Una de nuestras grandes e impostergables prioridades no se relaciona con la economía. Se refiere más bien a la actitud que debemos asumir como nación ante los retos del porvenir y los conflictos actuales. La obligación consiste en evitar que las posiciones extremas, como pudiera estar ocurriendo, secuestren el debate de los temas trascendentales.
La manera irresponsable con que esos asuntos se ventilan a nivel de algunos medios de comunicación electrónicos conduce a un laberinto del que resultaría muy difícil salir, si el país se deja arrastrar sin oponer resistencia. En los períodos difíciles, los ánimos suelen exacerbarse. Las pasiones por lo regular anulan toda posibilidad de análisis objetivo sobre la realidad. El peligro es obvio. En situaciones como esa las posiciones radicales se imponen y la moderación no encuentra espacio para expresarse.
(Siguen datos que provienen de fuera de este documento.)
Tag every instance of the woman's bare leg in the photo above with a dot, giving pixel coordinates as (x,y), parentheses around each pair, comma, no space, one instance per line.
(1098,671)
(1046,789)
Con inusitada frecuencia vivimos esas experiencias. Pero ahora que los desafíos parecen elevarse por encima de nuestras posibilidades, la moderación debe imponerse a fin de impedir que las aguas desbordadas inunden la discusión y ahoguen las oportunidades que el futuro nos depara. Entiendo que es muy fácil caer en la tentación de la superficialidad, pues esta no demanda esfuerzo alguno. Sin embargo, sus consecuencias son funestas.
La moderación a la que me refiero no se relaciona con posiciones ideológicas o políticas. Por el contrario, se sitúa bien lejos de estas para proveerse de la prudencia indispensable para entender cuándo el debate de un tema fundamental se descarrila y toma el camino equivocado. Los calores tropicales y el temperamento ibérico que brota de nuestro interior en circunstancias difíciles, no hacen fácil la tarea de permitir que la moderación suplante el fanatismo. Pero tenemos la obligación, moral sobre todo, de imponerla como una norma en las discusiones nacionales.